– В смысле жратвы они, конечно, язычники, – с явным одобрением говорила Регина, деловито оглядывая стол. – Ой, сейчас наша задача – не переборщить с закусками. Вовремя тормознуть!

Но как тут было тормознуть, когда, спокойно и мощно работая челюстями, Василис смачно и заразительно налегал на еду, заставляя нас пробовать то одно, то другое, и названия блюд звучали в его устах, как строки из Песни Песней… Он брал двумя пальцами жареный колобок картошки и, прежде чем отправить его в рот, любовно произносил:

– Пататес… Пататулес…

И всё называл ласково-уменьшительно: огурцы именовал не «огурья», а «огураки», кальмаров – не «каламари», а «каламараки», жареную вкуснейшую рыбешку мариду – «маридаки»…

А ведь он прав, Василис, думала я, окуная ломоть деревенского хлеба в плошку с золотым, чуть кисловатым соусом, – масло у них особенное…

Улыбающаяся хозяйка понесла из кухни одну за другой… нет, не тарелки это были, а миски, полные до краев. Мы с подругой взвыли: даже предполагая размеры местных порций, не могли вообразить ничего подобного, хотя и у нас в Израиле тарелки не похожи на блюдца и тоже всегда полны. Но тут явилось нечто циклопическое.

– Го-осподи, – простонала Регина. – Какого черта мы заказали еще и греческий салат?!

А греческий салат оказался особенно щедрым; поверх кургана резаных овощей покоился толстенный ломоть феты, величиной и формой похожий на мужскую ладонь.

Наконец стол был увенчан большим блюдом с жареными бараньими ребрышками. Василис провозгласил: «Поедаки!» Я рассмеялась, а Регина заметила, что именно так они и называются, эти самые ребрышки, «поедаки», и поедаются так, что за ушами трещит…


Бурое домашнее вино в кувшине, вроде бы легкое поначалу, терпко цепляло язык (чуть более терпко, чем привыкла я за субботним столом у нас дома) и отлично оттеняло вкус жареного мяса. Жилистый ручей настырно бренчал по каменному ложу, цикады выпиливали-выжигали невидимые узоры в придорожных кустах…

В какой-то момент я поняла, что эта терраса с платаном-Гаргантюа, пиршественный стол, на который под наши протестующие стоны все несли и ставили какие-то еще миски и тарелки, приветливо-невозмутимый Василис, дающий имена еде, как Всевышний давал имена растениям и животным, – весь этот долгий летний день в синеве и лазури я и стану вспоминать, когда Крит отодвинется в памяти в некое вечное сияние.

Возможно, я даже немного «поплыла», потому что мне хотелось все время повторять эти танцующие названия, и я, уже переполненная едой, зачем-то протягивала руку за еще одним ребрышком, восклицая:

– Поедаки! Огураки! Маридаки! Братья Марматаки!

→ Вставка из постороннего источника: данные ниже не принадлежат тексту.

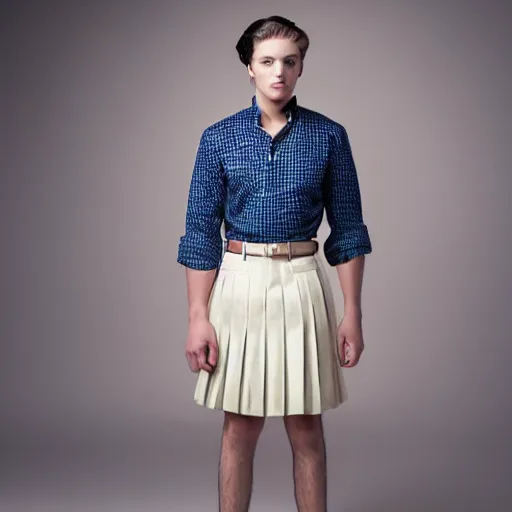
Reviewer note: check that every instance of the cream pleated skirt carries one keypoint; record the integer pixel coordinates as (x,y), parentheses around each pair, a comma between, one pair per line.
(276,326)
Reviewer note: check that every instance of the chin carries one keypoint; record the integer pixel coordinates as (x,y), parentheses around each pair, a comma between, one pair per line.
(278,94)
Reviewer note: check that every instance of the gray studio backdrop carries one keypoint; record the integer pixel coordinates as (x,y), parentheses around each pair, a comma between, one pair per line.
(102,110)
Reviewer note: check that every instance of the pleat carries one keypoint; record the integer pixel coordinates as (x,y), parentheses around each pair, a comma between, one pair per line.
(324,342)
(236,361)
(293,343)
(312,395)
(252,399)
(217,378)
(275,354)
(215,311)
(340,385)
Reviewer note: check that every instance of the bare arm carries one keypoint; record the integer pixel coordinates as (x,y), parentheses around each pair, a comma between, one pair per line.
(199,287)
(350,332)
(201,347)
(350,276)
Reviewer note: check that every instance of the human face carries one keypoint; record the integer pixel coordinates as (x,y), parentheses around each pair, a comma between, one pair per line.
(275,67)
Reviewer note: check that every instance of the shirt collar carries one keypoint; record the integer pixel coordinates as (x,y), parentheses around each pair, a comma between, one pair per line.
(290,109)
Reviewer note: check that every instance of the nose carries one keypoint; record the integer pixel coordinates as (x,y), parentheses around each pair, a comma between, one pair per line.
(278,70)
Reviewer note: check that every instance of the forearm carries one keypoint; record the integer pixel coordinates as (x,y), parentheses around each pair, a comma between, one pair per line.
(350,276)
(199,287)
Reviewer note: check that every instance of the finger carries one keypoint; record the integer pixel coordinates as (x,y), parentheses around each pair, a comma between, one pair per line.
(192,362)
(212,353)
(201,360)
(343,352)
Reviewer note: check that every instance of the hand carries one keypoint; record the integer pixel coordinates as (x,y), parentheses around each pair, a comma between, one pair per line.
(350,341)
(201,348)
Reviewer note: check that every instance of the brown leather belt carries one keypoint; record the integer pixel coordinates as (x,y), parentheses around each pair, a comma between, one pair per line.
(290,249)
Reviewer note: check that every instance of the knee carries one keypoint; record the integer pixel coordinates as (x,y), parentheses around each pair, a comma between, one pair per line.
(241,427)
(305,432)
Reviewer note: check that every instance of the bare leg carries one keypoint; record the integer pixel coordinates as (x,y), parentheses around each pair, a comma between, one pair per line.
(239,438)
(306,436)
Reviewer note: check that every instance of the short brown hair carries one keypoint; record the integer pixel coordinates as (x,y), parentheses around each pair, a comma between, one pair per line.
(266,28)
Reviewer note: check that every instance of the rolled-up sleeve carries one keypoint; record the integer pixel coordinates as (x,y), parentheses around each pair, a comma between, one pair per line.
(342,200)
(201,246)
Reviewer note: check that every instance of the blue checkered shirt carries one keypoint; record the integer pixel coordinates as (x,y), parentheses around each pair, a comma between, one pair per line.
(268,189)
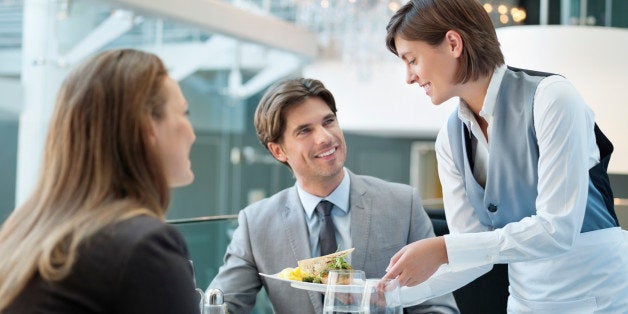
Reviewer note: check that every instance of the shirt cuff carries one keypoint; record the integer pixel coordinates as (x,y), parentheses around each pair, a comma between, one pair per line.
(468,250)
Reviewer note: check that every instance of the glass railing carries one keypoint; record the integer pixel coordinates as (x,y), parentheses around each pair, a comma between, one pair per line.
(207,239)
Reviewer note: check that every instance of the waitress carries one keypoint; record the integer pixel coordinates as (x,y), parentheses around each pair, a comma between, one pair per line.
(523,170)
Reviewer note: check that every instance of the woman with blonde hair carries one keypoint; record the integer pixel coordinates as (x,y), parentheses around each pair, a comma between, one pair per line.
(92,237)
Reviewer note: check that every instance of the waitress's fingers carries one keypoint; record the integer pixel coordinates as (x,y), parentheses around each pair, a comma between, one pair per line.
(396,257)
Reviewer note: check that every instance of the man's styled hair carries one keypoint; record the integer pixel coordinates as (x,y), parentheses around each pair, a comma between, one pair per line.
(270,120)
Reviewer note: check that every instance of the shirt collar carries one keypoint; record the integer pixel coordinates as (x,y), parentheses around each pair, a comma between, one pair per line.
(339,196)
(488,107)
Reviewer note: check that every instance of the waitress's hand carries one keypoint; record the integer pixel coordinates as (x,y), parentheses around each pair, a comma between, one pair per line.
(417,261)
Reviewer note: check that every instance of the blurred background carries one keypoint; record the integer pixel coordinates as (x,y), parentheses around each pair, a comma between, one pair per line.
(226,53)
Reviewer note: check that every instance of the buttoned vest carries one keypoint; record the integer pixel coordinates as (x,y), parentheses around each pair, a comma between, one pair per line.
(510,191)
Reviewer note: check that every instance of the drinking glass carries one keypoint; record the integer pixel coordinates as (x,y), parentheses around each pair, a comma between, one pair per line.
(382,297)
(344,292)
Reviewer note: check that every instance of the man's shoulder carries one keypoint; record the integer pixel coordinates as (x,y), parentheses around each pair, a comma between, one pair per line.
(271,203)
(370,182)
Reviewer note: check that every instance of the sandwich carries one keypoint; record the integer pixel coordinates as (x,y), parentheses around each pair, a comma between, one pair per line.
(316,269)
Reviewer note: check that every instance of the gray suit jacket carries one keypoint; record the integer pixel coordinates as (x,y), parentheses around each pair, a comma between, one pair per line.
(272,234)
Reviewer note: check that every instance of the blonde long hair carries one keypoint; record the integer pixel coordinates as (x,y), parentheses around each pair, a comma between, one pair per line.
(98,167)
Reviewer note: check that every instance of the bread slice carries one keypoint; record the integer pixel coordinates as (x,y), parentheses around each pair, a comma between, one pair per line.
(316,266)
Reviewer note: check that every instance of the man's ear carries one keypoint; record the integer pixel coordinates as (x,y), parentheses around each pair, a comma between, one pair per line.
(277,152)
(152,132)
(454,43)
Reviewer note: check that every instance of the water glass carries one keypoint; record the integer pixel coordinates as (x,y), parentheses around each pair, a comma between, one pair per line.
(382,297)
(344,292)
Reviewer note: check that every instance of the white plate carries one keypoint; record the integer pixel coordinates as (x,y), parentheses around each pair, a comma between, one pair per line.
(310,286)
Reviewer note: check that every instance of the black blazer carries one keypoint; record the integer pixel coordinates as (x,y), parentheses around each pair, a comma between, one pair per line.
(139,265)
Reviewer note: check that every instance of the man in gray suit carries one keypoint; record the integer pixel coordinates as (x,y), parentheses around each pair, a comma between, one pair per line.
(296,122)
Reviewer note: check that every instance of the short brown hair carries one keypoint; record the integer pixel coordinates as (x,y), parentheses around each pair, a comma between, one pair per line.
(430,20)
(270,120)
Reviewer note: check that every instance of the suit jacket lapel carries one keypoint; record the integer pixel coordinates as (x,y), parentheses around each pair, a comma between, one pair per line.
(296,229)
(360,203)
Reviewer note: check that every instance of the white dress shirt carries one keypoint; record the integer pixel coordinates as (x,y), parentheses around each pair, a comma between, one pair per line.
(548,242)
(340,215)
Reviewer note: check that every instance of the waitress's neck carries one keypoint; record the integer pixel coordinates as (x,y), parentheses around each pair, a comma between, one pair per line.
(474,92)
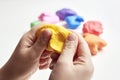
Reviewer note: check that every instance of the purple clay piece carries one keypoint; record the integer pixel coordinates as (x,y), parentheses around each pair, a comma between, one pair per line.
(73,21)
(63,13)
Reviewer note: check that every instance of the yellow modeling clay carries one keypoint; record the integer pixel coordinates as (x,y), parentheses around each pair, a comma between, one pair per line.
(59,35)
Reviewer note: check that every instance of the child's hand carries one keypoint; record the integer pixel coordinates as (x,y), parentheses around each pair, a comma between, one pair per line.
(69,67)
(28,56)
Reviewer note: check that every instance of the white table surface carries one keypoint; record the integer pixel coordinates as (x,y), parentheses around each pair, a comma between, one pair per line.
(16,15)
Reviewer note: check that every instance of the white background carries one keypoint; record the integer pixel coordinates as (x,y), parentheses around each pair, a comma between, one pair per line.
(16,15)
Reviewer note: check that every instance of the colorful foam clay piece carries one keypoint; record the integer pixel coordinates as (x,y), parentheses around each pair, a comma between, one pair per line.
(49,18)
(59,35)
(73,21)
(63,13)
(95,43)
(93,27)
(35,23)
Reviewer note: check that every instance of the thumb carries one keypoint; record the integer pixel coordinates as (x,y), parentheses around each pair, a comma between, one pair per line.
(41,43)
(69,49)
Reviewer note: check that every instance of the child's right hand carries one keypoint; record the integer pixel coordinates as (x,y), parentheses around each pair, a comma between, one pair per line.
(70,67)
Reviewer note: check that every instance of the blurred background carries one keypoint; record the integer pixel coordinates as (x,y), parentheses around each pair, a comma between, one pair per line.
(16,16)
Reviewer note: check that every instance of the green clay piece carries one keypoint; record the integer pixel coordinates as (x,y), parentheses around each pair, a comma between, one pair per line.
(34,23)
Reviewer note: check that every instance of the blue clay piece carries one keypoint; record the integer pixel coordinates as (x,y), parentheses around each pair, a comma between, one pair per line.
(63,13)
(73,22)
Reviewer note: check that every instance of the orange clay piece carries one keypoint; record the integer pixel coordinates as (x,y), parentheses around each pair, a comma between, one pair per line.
(59,35)
(95,43)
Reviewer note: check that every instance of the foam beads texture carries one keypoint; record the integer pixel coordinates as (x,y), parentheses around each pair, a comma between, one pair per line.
(95,43)
(63,13)
(93,27)
(49,18)
(73,21)
(35,23)
(59,35)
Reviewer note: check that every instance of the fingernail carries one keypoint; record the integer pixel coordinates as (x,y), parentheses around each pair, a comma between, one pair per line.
(71,37)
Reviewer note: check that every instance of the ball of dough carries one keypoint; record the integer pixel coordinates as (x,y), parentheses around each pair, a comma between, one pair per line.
(59,35)
(95,43)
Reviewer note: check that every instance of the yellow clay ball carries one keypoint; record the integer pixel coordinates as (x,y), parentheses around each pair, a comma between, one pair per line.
(59,35)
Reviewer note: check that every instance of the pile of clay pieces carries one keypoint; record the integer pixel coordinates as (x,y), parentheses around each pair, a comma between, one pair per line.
(91,30)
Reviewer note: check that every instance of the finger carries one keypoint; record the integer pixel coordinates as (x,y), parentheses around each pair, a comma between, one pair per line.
(46,54)
(83,52)
(42,42)
(54,58)
(69,49)
(45,64)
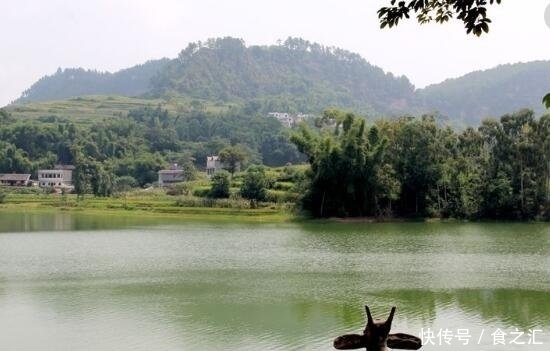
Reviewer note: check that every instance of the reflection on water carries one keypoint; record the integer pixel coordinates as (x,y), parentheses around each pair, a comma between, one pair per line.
(192,286)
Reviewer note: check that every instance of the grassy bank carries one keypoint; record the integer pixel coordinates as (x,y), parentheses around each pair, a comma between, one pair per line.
(152,204)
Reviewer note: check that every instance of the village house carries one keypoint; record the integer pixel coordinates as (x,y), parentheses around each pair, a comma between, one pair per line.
(174,174)
(287,119)
(15,179)
(213,165)
(60,177)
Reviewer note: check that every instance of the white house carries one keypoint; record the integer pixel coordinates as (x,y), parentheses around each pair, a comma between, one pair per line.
(61,176)
(15,179)
(171,176)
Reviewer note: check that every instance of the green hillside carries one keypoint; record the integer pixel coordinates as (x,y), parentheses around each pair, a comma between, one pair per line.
(74,82)
(490,93)
(294,76)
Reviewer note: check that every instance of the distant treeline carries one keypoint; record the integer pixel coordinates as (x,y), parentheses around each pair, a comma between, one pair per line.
(301,76)
(138,145)
(413,167)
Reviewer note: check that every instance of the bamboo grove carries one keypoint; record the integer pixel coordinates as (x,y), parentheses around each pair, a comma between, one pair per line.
(412,167)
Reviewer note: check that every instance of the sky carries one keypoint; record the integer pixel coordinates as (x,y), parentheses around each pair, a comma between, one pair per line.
(38,36)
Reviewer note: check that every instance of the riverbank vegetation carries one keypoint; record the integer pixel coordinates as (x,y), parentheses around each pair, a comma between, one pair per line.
(353,167)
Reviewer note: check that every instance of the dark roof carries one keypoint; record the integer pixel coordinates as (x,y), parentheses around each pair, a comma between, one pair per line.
(14,177)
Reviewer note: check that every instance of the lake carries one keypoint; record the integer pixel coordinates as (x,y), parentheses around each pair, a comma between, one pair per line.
(77,282)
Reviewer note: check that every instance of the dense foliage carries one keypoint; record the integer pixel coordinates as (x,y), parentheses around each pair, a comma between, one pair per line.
(472,13)
(112,153)
(414,167)
(299,76)
(73,82)
(489,93)
(294,76)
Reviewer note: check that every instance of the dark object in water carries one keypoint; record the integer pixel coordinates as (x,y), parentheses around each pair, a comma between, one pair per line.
(377,337)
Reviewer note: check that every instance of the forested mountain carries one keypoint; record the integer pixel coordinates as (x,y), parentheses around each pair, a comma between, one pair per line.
(293,76)
(489,93)
(74,82)
(299,76)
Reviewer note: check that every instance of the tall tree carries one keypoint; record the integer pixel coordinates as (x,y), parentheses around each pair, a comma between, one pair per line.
(473,13)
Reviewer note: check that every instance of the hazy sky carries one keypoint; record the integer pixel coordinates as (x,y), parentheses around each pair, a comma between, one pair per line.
(38,36)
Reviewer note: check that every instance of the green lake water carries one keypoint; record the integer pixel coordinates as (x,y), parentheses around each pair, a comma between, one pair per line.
(76,282)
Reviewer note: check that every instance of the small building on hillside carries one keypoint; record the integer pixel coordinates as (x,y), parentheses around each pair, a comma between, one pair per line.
(15,179)
(288,120)
(171,176)
(60,177)
(213,165)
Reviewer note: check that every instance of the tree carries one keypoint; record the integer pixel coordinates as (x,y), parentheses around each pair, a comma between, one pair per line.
(254,185)
(232,157)
(473,13)
(220,185)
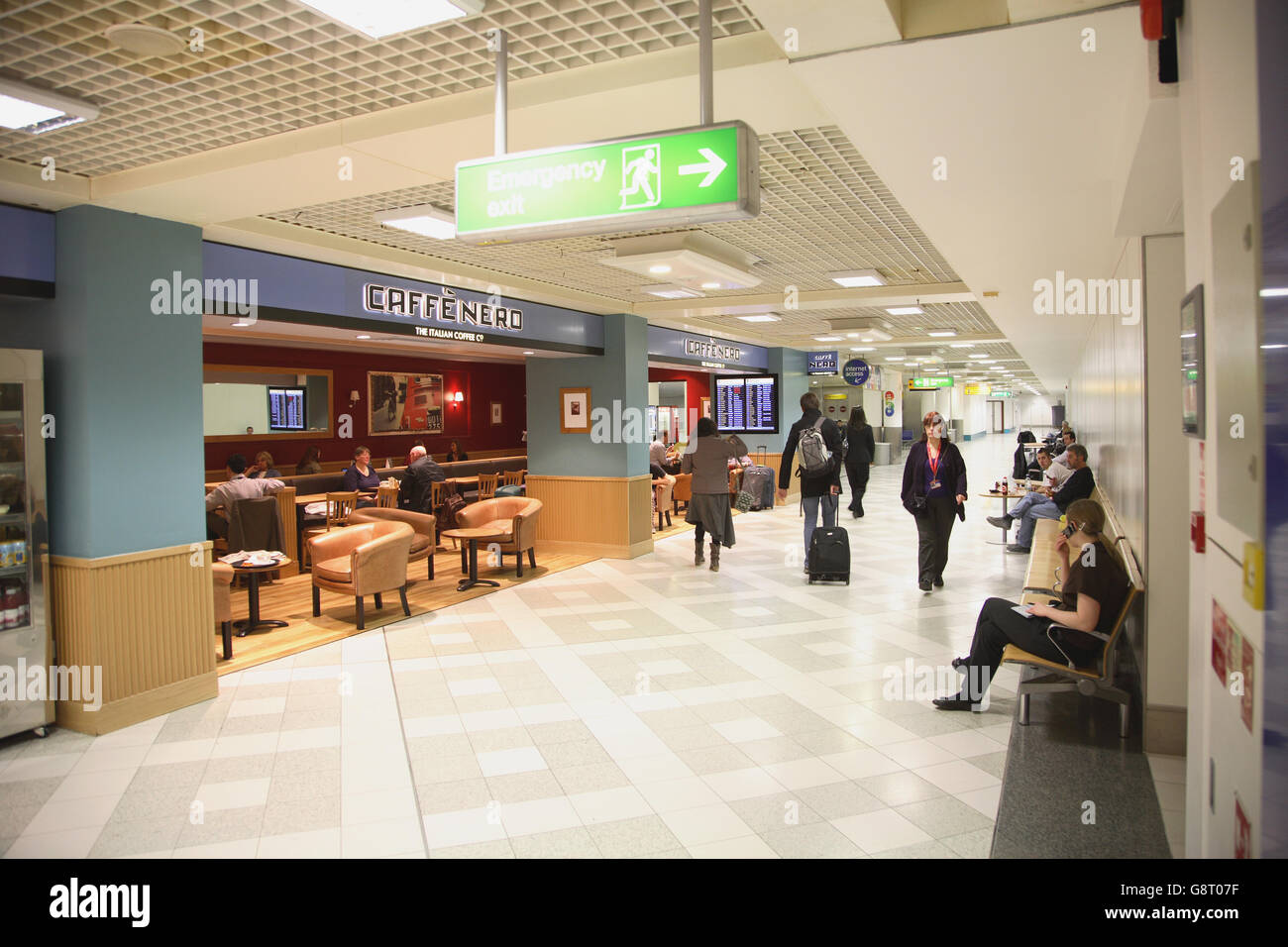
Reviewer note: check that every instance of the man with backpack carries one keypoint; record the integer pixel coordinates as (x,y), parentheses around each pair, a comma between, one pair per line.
(818,442)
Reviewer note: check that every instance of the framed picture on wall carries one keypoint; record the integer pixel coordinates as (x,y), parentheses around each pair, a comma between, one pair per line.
(402,403)
(1193,368)
(574,410)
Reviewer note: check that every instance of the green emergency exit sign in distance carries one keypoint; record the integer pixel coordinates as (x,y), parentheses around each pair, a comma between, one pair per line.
(666,178)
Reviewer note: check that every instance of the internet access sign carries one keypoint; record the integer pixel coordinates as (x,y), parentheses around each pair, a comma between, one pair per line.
(661,179)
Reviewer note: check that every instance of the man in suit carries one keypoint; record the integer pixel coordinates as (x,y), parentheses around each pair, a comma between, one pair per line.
(415,492)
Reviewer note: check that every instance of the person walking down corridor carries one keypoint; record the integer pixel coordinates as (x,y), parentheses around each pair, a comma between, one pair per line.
(858,459)
(934,491)
(707,459)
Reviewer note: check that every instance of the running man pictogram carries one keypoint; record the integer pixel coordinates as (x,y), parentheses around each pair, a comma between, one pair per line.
(642,171)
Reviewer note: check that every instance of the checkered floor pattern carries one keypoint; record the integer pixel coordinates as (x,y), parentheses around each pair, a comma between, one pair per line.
(621,709)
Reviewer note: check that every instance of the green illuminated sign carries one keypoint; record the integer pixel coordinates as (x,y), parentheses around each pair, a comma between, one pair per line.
(666,178)
(928,384)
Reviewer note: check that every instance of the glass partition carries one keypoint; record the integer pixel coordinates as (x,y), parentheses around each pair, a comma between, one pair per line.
(266,402)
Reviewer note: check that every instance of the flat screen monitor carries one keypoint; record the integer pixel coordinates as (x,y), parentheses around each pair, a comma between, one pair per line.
(747,405)
(286,408)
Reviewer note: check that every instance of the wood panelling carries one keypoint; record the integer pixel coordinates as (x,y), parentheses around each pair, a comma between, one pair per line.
(146,620)
(600,515)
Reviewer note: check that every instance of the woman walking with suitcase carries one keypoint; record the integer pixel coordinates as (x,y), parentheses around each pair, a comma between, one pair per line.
(858,459)
(934,491)
(707,459)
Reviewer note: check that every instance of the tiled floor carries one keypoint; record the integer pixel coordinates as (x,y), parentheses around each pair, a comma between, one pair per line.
(651,710)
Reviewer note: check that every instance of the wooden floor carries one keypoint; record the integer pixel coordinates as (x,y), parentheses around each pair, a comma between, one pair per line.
(291,599)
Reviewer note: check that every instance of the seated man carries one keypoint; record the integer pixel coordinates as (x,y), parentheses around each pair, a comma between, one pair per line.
(1093,596)
(1047,502)
(415,493)
(239,487)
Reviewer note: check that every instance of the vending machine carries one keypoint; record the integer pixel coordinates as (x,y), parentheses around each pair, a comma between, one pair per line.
(26,639)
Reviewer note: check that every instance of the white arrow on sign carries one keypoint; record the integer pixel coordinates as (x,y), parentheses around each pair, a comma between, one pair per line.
(712,166)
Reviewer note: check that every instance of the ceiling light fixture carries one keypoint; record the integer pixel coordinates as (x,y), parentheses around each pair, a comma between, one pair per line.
(35,110)
(854,278)
(380,18)
(423,219)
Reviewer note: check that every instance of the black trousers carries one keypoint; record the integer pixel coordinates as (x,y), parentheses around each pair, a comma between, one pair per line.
(934,527)
(858,475)
(996,628)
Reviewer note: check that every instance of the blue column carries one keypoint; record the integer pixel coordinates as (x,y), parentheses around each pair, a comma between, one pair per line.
(124,385)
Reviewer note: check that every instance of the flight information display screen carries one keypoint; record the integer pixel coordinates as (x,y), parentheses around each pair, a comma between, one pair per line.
(286,408)
(747,405)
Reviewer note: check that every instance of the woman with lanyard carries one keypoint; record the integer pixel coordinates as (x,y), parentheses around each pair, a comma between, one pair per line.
(934,491)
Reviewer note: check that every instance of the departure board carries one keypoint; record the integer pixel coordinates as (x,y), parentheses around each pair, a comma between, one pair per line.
(747,405)
(286,408)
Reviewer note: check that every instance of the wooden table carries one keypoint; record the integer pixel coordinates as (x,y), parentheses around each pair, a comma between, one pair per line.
(472,536)
(252,622)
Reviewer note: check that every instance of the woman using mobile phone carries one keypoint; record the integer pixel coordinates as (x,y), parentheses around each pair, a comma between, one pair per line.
(1095,587)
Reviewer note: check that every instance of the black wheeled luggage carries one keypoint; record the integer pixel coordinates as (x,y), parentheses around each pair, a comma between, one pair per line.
(829,556)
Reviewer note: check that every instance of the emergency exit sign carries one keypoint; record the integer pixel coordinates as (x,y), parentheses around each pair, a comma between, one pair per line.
(928,384)
(660,179)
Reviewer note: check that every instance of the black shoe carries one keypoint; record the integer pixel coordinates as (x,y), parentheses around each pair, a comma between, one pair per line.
(954,702)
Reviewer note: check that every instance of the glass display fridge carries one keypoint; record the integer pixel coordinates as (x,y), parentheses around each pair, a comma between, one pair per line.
(26,639)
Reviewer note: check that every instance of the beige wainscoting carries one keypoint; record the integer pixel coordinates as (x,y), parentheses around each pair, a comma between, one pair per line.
(595,515)
(147,620)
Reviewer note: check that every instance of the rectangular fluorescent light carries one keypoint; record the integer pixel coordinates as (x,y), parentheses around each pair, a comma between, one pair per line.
(424,219)
(35,110)
(380,18)
(670,290)
(854,278)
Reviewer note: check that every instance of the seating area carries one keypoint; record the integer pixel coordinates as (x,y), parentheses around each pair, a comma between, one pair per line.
(1042,582)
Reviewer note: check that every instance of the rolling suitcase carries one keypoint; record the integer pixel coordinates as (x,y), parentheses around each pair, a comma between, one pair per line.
(829,556)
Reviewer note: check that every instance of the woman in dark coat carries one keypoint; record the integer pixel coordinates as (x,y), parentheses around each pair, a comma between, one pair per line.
(707,459)
(934,491)
(858,458)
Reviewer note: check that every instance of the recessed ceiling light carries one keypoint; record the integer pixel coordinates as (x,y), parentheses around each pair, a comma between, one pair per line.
(424,219)
(37,111)
(142,39)
(670,290)
(853,278)
(378,18)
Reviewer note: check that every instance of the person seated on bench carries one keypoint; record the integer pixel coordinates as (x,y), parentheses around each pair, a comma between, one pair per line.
(1091,599)
(1048,504)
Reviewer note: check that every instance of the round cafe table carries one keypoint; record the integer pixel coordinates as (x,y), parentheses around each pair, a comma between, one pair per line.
(473,536)
(246,625)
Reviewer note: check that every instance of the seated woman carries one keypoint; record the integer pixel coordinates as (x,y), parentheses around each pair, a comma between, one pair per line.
(1095,587)
(361,476)
(263,467)
(310,463)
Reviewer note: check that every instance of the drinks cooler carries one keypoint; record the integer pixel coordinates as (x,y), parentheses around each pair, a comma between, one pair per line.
(26,639)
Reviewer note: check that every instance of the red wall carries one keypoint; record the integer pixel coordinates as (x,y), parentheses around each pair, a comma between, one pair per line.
(471,423)
(697,384)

…Отсюда, сквозь проем открытого, традиционно выкрашенного синей краской окна, была видна часть комнаты: фотографии суровых и стойких людей на стене и старое мудрое зеркало, как в украинском селе, обрамленное вышитым рушником. И мне подумалось, что вокруг здесь по деревням и городкам должно было осесть немало венецианской старины. Как это Регина сказала? «Триста лет – не копеечка…»


Непринужденно расправляясь с курицей руками, Василис рассказывал о своей семье: трое детей, всем нужно дать образование; хорошие школы, как и во всем мире, недешевы… Разговор заплетался, перескакивал с одного на другое. Не слушая наших вопросов, он уже рассказывал о Доменикосе и его семье, которой принадлежит таверна. Всё, буквально всё у них тут свое: козы, овцы, куры, свиньи… Они все делают сами, добавил он, – масло, вино… хлеб вот тоже сами пекут (и правда: соседняя дверь вела в булочную)…

– …и даже соль намывают в море сами.